An important argument for the status quo
In light of
Aaron David Miller and
Richard Haass throwing in the towel on the Middle East 'peace process,' Youssef Ibrahim asks what should come next. The
answer may surprise some people.
The new enemy rising to challenge America is not an unresolved dispute between Israelis and Palestinians but Islamic fundamentalism that rejects all western concepts of modernization and equal rights for women and citizens. Its tentacles run out of Afghanistan, Pakistan and Saudi Arabia, ironically all three categorized as friends of the USA.
Finally, as paradigms go, strategically and tactically speaking, the US has no closer ally in the world than Israel. We could not operate in the Middle East without Israeli assistance and our population, the grand majority of Americans and their representatives in Congress, would never allow Israel to stand alone under attack.
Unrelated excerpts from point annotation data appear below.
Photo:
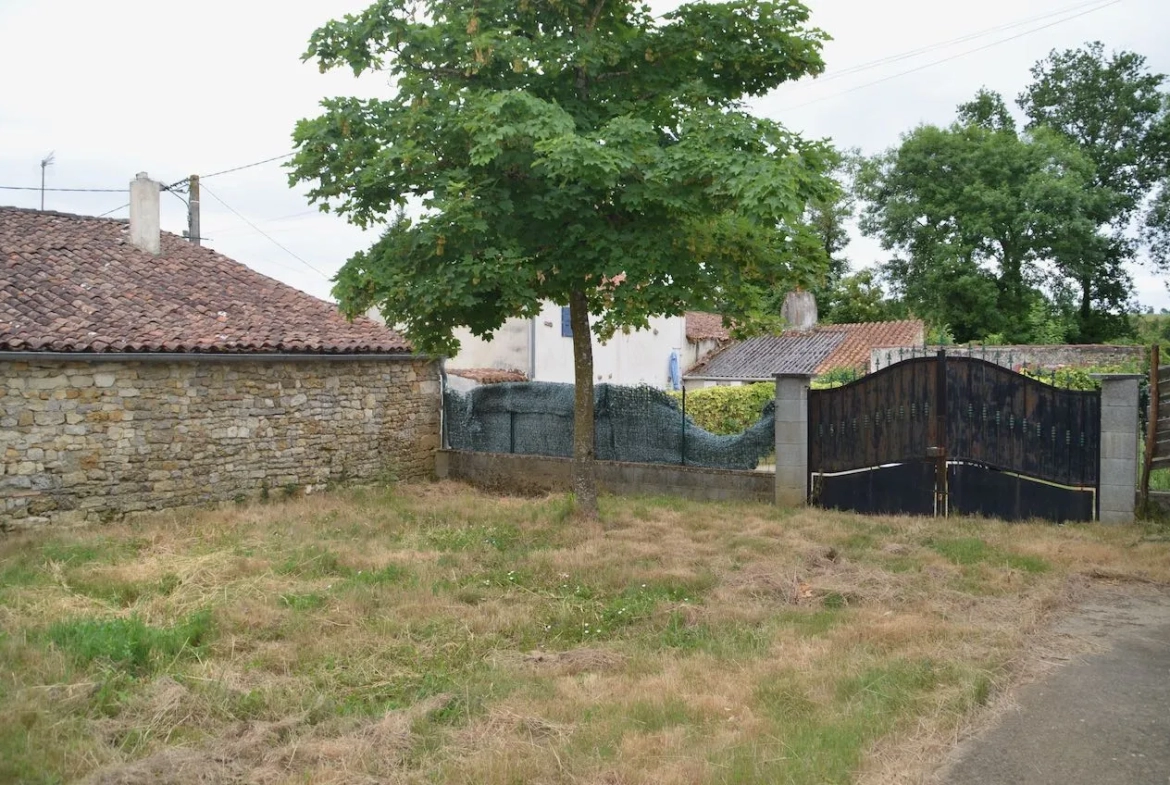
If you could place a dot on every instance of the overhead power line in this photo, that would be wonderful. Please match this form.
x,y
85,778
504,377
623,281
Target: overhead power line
x,y
910,54
238,169
265,234
955,56
109,212
36,187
This is a basic fact of political life in America that the Obama White House understands too well.
Speaking as an Arab-American, I welcome the protection that Israel’s existence as a minority Jewish state in the Muslim Middle East projects for other minorities including some 25 million Christian Arabs under extreme pressure, 30 million Kurds and other tribal or religious populations who must live free of persecution. Israel stands as a symbol that it is possible to have a multi-cultural tolerant Middle East.
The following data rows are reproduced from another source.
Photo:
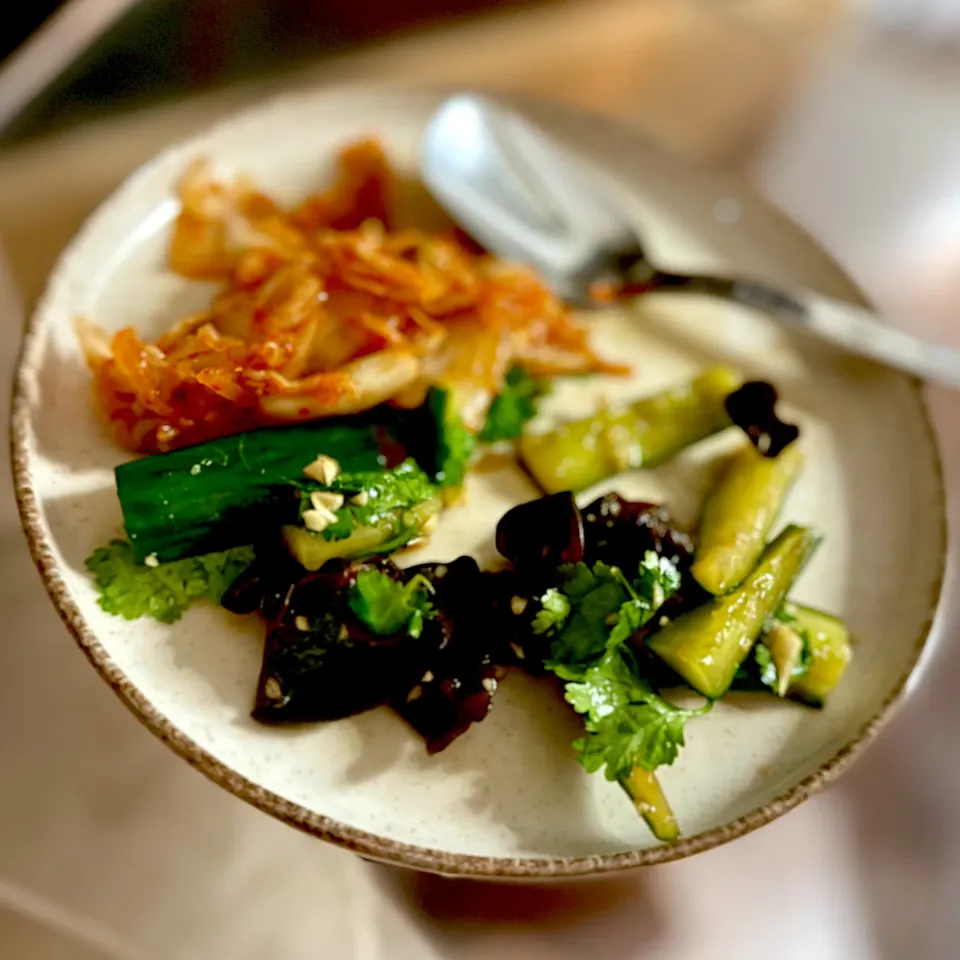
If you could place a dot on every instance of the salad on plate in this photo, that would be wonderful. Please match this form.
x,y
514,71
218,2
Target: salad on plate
x,y
305,433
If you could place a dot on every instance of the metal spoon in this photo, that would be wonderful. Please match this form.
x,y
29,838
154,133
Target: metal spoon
x,y
521,195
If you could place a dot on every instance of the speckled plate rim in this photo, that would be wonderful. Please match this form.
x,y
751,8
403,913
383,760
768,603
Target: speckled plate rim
x,y
364,843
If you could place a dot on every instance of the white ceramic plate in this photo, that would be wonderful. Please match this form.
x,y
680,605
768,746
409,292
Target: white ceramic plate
x,y
507,799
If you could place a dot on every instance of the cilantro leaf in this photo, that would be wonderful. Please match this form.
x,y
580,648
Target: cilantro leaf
x,y
513,406
606,609
382,494
595,596
387,606
455,442
627,723
555,608
658,580
630,618
131,590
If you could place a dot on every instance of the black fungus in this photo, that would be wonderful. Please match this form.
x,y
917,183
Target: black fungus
x,y
320,661
753,409
542,534
455,683
620,532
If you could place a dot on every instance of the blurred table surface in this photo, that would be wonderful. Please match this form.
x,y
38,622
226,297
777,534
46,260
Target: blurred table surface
x,y
111,843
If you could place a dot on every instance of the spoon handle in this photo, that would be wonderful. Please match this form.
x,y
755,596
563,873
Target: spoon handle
x,y
850,327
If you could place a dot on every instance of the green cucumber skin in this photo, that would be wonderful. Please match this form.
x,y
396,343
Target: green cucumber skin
x,y
739,514
223,493
706,645
830,649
What Miller and Zinni and more analysts are asking is why, therefore, is this administration expanding such extraordinary resources to resolve what clearly has receded to a minor strategic threat when far greater menaces loom?
As Miller pointed out on CNN in an interview with John King: Would Obama become the first US president on whose watch Iran turns into nuclear power? He also wonders, correctly, if Israeli’s Prime Minister Benjamin Netanyahu would accept being the first Israeli prime minister to let this happen.
Another primary strategic concern for the USA is the ongoing disintegrations of both Iraq and Afghanistan.
What is our strategy in Iraq should civil war break out again as it seems it could? How do we define “winning” there? And, will thousands of American forces in Afghanistan do baby-sitting for a decade, or longer?
These appear pressing issues with not a single indication of an American strategy.
On the Israeli side, one can assume the country can take care of itself militarily and otherwise. It has matured into a nation of 7.5 million including 1.5 million Arab Israelis who are not as unhappy as their Palestinian brethren suggest, and would, if pressed, more likely opt for an Israeli quality of life. Israel just hit a per capita income level of around $ 35,000, putting it squarely in the higher-ranks of the industrialized Western living standards, with an economy bigger than all its neighboring countries. It has never lost a war and can still win any.
Beyond this, the best strategy for the White House, when it comes to those Middle East ‘’tribes with flags,’’ may be “benign neglect.” When you think of it, despite predictions of dire consequences such as World War Three out there, the Middle East dispute has already survived quite well, with various accommodations, for over a 100 years.
Read the whole thing. I wonder if anyone in the Obama White House is listening.
2 Comments:
Obama white House is like a pervert addicted to his perversion: he cannot see anything else and must practise it regardless. The psychopaths in the White House.
The Obama White House is addicted to a certain path regardless of whether it does any good because its politically correct. The evidence says the Palestinians don't want a state and the Israelis prefer things the way they are because anything other than the status quo is even worse. In this face of all this, the Obami are determined to inflict misery on both Arabs and Jews like. The proximity talks appear headed nowhere. It seems the facts of life in the Middle East escape the Obama Administration.